(CNN)Diet is “a four-letter word for failure,” if you ask Teena Henson.
In the past, the 57-year-old Gilmer, Texas, resident would try fad diets that did nothing but leave her feeling frustrated, she said.
“There was one called a grapefruit diet or something where you didn’t eat anything but grapefruit,” Henson said. “If you do something like that, that’s what I meant by ‘diet’ being a failure.”
She didn’t consistently exercise, either. Although she didn’t have any serious health conditions, she knew that her lifestyle was killing her. Henson was 5-foot-4 and 332 pounds.
hen, about six years ago, Henson was listening to the radio when an ad for Anytime Fitness blasted through the speakers. She said a quick prayer: “God, I wish we had one of those here.”
Two weeks later, a gym opened in her neighborhood.
“I looked at it as an answered prayer,” Henson said. “If that hadn’t happened, there’s a possibility I could have died or have any of the conditions associated with being obese. There’s a history of heart disease and diabetes in my family. I was headed in that direction, and I didn’t want to go there.”
Ever since, Henson has been going to the gym daily with two of her friends and has been preparing healthier meals for herself. She has lost 175 pounds — more than 50% of her previous body weight — and she is keeping the weight off, she said. She has ditched fad diets and avoids placing too much emphasis on how much she weighs and instead focuses on how she feels.
But she remembers how easy it was to stick to the same old foods and avoid exercising, and how hard it was to find a healthier routine that led to long-term weight loss.
Across the United States, obesity rates are rising. But fewer Americans are trying to lose weight, according to a paper published in the journal JAMA last month.
Experts are now trying to figure out why: whether it’s because they don’t realize they’re at an unhealthy weight, because weight loss is hard or something else entirely.
‘I can’t sit in judgment’
Before her weight loss, Henson was just like the more than one-third of American adults who meet the criteria for obesity, as their body mass indexes are 30 or higher, according to the Centers for Disease Control and Prevention.
More than two in three American adults are considered to be obese or overweight, with body mass indexes between 25 and 29.9.
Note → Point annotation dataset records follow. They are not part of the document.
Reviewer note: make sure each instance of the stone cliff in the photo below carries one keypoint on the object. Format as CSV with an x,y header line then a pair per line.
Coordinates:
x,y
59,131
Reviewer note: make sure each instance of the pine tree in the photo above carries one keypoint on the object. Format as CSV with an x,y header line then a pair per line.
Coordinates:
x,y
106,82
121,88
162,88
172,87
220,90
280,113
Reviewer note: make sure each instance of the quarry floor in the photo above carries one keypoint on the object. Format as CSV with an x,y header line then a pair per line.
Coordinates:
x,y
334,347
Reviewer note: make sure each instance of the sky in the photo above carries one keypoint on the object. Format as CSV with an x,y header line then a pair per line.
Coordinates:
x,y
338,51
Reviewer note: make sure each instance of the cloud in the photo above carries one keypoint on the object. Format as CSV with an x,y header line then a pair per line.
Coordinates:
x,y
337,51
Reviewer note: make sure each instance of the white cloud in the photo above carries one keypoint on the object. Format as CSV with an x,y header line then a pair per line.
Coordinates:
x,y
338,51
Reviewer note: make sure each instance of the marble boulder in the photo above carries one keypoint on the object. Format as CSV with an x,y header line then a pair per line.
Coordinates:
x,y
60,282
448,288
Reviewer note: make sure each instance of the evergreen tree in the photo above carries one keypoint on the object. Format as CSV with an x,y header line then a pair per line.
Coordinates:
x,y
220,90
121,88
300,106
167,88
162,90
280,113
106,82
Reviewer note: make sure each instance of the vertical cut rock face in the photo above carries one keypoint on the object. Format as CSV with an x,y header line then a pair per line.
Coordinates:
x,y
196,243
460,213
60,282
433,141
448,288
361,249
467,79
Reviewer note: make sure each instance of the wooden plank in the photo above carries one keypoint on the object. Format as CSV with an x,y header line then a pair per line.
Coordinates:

Being overweight or obese may increase the risk of many health problems, including type 2 diabetes, heart disease and certain cancers.
The new paper showed that more than 30% of Americans said they were obese in 2015, compared with about 19% in 1997. Of those who were overweight or obese, about 49% said they were trying to lose weight in 2014, compared with about 55% in 1994.
“I’ve pondered that several times, as to why some people would want to be unhealthy when they can be healthy, but there are so many variables in someone’s life that you don’t know about,” Henson said.
“I can’t sit in judgment as to why that person wants to or doesn’t want to. I just know what I needed and what I needed to do to change,” she said. “You can’t change what you’ve tried in the past, but you can set your sights for a better future.
“Everyone’s on a different path, a different journey,” Henson said.
Is there a ‘new normal’?
Passing judgment, body shaming and weight discrimination are problematic for public health. Some doctors hope to make that clear while stressing the importance of reducing obesity, which has become an epidemic in America.
As obesity rates have increased, what many people perceive as “overweight” or a “normal weight” has shifted, said Dr. Jian Zhang, an associate professor at Georgia Southern University’s College of Public Health and lead author of the new paper.
In previous research, Zhang and his colleagues found that more overweight or obese adolescents incorrectly believed that their body weights were “just fine,” compared with adolescents in the late 1980s and early 1990s.
For the new paper, “we hypothesized that the prevalent misperception may lead to a lack of motivation to lose weight. The current study just provides the missing piece of the puzzle,” Zhang said.
“We are stuck in a vicious cycle. More people are getting obese; more are fine with their weight; when they are looking around, they find more persons with even larger bodies, and more are getting less motivated to lose weight, and in turn, we are getting even heavier,” he said.